The electoral votes will soon be counted. Not everyone will do their duty.
The final step of the process of electing the president is the formal counting of the votes of the presidential electors. Usually a rather dull ceremony, this year there are expected to be some fireworks. In the weeks since President Trump lost his bid for reelection, his supporters have offered increasingly unhinged legal theories and baseless claims of fraud deny the reality that Joe Biden will be inaugurated as the next president. I would like to think that the current attempt to derail the counting of the votes and the affirmation of Biden's victory will be a last ditch effort to continue Trump in office, but the last few weeks suggest that there will be more last ditch efforts after this one.
Some Republican members of Congress will forsake their constitutional duty in order to curry favor with a fickle president and his deluded fans. Others will do the honorable thing despite the political risks. The fact that we must have this conversation says nothing good about the state of the American constitutional democracy.

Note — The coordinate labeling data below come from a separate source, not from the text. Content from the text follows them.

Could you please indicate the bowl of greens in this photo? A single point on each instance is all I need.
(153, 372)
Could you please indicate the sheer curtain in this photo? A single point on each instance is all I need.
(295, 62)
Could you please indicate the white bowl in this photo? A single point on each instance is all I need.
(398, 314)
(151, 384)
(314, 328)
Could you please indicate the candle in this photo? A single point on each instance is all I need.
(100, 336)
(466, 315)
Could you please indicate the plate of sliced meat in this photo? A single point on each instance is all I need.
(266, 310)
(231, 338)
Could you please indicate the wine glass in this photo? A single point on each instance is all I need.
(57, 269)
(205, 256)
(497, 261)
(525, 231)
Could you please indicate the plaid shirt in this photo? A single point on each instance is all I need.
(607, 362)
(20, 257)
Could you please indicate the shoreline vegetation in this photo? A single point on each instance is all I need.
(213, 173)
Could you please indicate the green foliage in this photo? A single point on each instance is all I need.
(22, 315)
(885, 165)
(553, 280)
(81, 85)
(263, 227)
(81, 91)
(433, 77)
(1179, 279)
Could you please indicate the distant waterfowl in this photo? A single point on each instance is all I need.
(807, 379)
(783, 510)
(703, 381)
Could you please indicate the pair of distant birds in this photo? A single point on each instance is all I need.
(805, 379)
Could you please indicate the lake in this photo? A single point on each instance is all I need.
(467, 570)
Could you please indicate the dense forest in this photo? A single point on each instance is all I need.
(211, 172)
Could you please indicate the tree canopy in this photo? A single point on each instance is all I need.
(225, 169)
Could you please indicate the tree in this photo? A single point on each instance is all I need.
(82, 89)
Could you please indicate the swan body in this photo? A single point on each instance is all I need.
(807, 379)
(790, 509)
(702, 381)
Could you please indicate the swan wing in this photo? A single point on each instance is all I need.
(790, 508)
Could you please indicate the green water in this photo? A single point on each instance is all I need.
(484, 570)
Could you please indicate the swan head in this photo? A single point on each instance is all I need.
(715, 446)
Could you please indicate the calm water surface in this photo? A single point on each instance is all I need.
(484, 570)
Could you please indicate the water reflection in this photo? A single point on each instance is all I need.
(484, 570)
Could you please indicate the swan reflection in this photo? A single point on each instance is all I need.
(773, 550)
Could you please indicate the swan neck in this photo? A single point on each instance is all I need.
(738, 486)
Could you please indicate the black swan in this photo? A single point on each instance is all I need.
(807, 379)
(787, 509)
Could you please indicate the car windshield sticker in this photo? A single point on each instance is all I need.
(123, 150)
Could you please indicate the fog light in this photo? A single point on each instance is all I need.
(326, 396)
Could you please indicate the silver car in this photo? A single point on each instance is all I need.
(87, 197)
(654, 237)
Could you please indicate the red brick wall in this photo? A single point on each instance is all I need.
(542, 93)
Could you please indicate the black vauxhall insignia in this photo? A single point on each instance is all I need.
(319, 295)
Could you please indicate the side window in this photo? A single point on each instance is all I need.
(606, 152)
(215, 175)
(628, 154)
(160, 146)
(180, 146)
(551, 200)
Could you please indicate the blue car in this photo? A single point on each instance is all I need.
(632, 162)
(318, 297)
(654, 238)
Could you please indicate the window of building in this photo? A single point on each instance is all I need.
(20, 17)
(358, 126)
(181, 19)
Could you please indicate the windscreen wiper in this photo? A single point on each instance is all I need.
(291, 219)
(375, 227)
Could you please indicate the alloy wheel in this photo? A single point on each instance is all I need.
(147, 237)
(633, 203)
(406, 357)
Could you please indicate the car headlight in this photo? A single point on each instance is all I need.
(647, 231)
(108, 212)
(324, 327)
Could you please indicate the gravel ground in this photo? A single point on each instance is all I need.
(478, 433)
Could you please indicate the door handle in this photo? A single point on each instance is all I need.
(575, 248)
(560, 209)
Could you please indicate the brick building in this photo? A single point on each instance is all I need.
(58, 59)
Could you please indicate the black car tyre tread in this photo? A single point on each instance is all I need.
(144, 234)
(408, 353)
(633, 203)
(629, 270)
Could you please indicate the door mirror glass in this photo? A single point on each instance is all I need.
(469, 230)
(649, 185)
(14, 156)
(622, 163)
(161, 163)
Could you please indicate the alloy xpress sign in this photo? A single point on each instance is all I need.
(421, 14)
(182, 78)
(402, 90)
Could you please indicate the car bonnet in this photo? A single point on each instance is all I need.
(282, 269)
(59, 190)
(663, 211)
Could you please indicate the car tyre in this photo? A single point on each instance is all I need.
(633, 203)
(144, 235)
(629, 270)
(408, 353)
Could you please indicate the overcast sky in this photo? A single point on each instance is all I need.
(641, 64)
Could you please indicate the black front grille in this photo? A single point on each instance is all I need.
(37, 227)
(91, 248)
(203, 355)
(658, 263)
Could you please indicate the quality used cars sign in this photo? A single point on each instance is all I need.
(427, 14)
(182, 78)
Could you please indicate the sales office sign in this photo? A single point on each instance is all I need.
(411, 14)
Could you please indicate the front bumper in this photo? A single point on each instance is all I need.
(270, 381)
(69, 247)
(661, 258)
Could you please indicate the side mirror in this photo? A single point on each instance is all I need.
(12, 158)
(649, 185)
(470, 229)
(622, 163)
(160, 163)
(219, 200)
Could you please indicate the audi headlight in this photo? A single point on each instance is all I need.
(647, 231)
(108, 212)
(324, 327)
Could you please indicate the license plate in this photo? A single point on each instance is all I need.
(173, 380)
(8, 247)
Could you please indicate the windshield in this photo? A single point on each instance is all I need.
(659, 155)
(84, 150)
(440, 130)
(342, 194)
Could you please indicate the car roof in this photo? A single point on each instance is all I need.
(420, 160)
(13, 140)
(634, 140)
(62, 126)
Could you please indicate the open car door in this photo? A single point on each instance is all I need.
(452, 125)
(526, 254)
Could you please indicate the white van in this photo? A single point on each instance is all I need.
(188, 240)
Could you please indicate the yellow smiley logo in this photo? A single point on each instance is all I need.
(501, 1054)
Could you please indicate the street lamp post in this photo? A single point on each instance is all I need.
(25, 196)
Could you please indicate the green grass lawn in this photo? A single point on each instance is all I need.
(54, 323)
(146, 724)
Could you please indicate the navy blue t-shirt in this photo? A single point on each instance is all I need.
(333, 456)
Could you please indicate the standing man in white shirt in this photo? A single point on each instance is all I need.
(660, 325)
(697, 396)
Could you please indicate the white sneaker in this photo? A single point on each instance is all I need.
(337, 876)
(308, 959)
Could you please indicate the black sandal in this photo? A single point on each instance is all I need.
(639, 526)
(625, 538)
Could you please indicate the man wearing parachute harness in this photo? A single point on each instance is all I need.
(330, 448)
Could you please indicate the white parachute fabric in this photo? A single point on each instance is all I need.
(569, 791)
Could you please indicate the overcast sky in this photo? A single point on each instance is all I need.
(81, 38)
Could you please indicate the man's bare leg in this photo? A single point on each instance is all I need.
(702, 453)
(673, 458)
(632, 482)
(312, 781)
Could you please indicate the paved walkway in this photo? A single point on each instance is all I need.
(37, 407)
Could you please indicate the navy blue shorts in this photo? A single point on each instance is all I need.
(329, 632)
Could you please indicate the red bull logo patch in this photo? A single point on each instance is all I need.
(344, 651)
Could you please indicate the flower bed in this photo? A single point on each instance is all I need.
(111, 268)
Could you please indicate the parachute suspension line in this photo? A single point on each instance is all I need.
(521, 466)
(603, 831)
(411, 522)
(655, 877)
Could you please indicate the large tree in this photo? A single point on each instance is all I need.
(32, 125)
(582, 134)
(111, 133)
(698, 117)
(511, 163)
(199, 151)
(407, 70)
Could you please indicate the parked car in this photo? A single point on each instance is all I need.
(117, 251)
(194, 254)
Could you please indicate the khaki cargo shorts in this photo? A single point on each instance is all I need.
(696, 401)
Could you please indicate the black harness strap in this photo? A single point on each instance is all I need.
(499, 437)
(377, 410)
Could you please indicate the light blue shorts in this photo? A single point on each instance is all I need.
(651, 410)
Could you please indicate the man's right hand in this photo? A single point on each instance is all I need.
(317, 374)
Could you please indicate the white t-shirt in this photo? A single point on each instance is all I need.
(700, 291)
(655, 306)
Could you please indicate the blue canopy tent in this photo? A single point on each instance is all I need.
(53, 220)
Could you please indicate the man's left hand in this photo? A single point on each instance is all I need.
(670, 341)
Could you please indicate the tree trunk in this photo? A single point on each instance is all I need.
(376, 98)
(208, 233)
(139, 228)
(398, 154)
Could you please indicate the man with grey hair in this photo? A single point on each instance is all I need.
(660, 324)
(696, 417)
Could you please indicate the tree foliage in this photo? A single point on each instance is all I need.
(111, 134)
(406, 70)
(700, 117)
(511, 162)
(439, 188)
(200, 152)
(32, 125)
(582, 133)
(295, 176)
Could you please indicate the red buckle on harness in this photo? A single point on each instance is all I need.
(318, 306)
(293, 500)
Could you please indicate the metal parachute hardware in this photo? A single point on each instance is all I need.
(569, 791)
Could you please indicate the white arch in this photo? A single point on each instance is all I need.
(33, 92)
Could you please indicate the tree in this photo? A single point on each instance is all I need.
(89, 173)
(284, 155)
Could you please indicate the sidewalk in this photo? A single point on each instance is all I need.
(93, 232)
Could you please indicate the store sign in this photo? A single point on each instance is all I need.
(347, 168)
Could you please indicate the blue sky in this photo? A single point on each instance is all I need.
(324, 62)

I have a piece out in Lawfare today that takes an extended look at the counting of the electoral votes and the likely objections to doing so. From the conclusion:
It has now been revealed that the president attempted to bully the governor of Georgia into changing the presidential vote count for no other reason than that the president wanted it. It is hard to imagine a more flagrantly corrupt action on the part of a losing president short of simply attempting to bribe presidential electors or forcibly seizing ballots. If Republican legislators object to the counting of electoral votes for Biden, it is this brazen effort to steal an election that they will be assisting. Their attempted assistance might be as practically futile as the president's phone call itself was. They might not actually succeed in stealing the election. But their objections to the counting of properly certified ballots can hardly be interpreted as anything other than a desire to do so.